Zahlreiche Auszeichnungen und Preise pflastern seinen Weg.  Gerne schmücken sich Veranstaltungen mit ihm, denn er ist ein sachkundiger, glänzender Redner. Fernseh-Talkshows laden ihn ein, weil sie einen liberal-konservativen Mahner als Gegenpart für politisch linke Positionen brauchen oder einen Watschenmann, einen Polarisierer, der die Speere auf sich zieht, dies aber immer bravourös durchsteht, solange er das Wort hat. Radiosender befragen ihn gerne zu aktuellen Ereignissen, Entwicklungen und Entscheidungen, wenn es um Wirtschaft und Wirtschaftspolitik geht.

Henkel ist immer gut für klare Aussagen, drückt die Finger in Wunden, riskiert eine Lippe. Das verträgt nicht jeder. Aber Henkel gehört keiner politischen Partei an, ist allerdings mannigfach engagiert. Sein Sprachstil ist so knapp wie der von Helmut Schmidt. Kurze, prägnante Sätze, nichts Überflüssiges, notfalls verletzend, keine Dampfplauderei.

In der Jugendzeit ein Jazz-, Beatles- und Castro-Fan

Kernsätze von ihm lauten zum Beispiel: „Wir haben sehr viel Solidarität und sehr viel Gleichheit, aber sehr wenig Freiheit.“ Oder: „Deutschland ist ein Land, das Unterschichten produziert.“ Oder: „Die Deutschen geben mehr für Soziales und für Solidarität aus als alle anderen und werden immer unsolidarischer.“ Alles Zitate stammen aus seiner Zeit als BDI-Präsident.

In etlichen kritischen Büchern zur Politik, Wirtschaftspolitik und zu gesellschaftlichen Entwicklungen hat er ausgebreitet, was er ablehnt, was fehlläuft, was er sich statt dessen vorstellt. Sein jüngstes Buch (2009) heißt „Die Abwracker – Wie Zocker und Politiker unsere Zukunft verspielen“ (JF 4/10). In der galoppierenden Schuldenwirtschaft, wie sie in Deutschland (und anderswo) eingerissen sei, sieht er ein untrügliches Zeichen für das Wirken des „Neo-Sozialismus“  („Verteile Wohltaten jetzt – laß andere später dafür zahlen!“) Das Staatswesen lebe seit langem auf Pump. „Wir leben über unsere Verhältnisse. Doch nicht nur das: Wir leben auch über die Verhältnisse unserer Kinder. Und leider werden diese dereinst über ihre Verhältnisse bezahlen müssen.“ Der „Neo-Sozialismus“ habe sich fast überall breitgemacht.

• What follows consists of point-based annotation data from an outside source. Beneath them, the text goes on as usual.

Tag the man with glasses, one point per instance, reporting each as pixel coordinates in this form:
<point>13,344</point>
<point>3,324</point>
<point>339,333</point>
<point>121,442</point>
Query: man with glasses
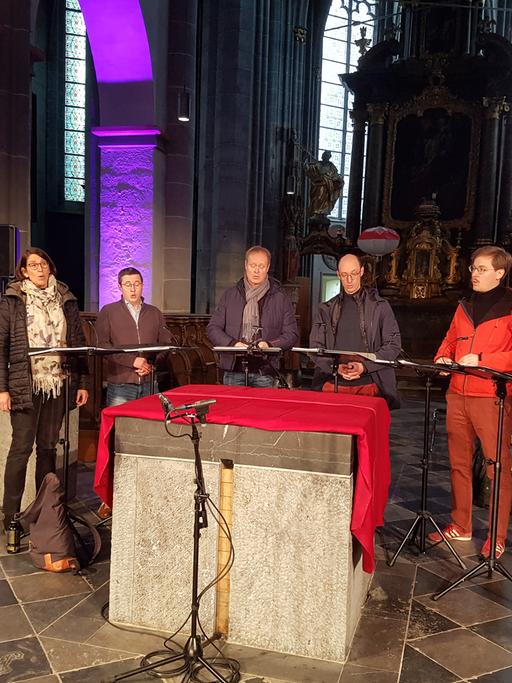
<point>480,334</point>
<point>356,319</point>
<point>129,322</point>
<point>255,311</point>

Geboren ist Henkel 1940 in Hamburg, hanseatisch korrekt und geprägt ist auch seine Haltung. Jedenfalls seit er erwachsen ist. Denn über seine frühe Zeit liest man: „Als Jugendlicher war er mal Langhaarträger, der häufig zwangsweise die Schule wechselte, dann schwarzgekleideter Existentialist mit Pilzkopf und Leidenschaft für Jazz, die Beatles und Fidel Castro.“ Henkels Vater war im Krieg gefallen, so wuchs er zunächst als Halbwaise auf, bis seine Mutter wieder heiratete und der in Hamburg und Norddeutschland sehr populäre, heimatnahe Liedersänger, Lautenspieler und Komponist Richard Germer sein Stiefvater wurde. Zeitgenossen von damals liebten besonders dessen „Seeräuberballade“ und das „Ständchen an Paula“.

Nach dem Realschulabschluß machte Henkel eine kaufmännische Lehre beim Hamburger Speditionsunternehmen Kühne & Nagel, studierte anschließend an Hamburgs  späterer Hochschule für Wirtschaft und Politik. 1962 begann seine Zeit bei IBM mit späteren Tätigkeiten in den Vereinigten Staaten, in Ostasien und mit seiner IBM-Endstation in Paris. Auch sein Familien-Soll hat Henkel erfüllt: Er ist Vater von vier Kindern.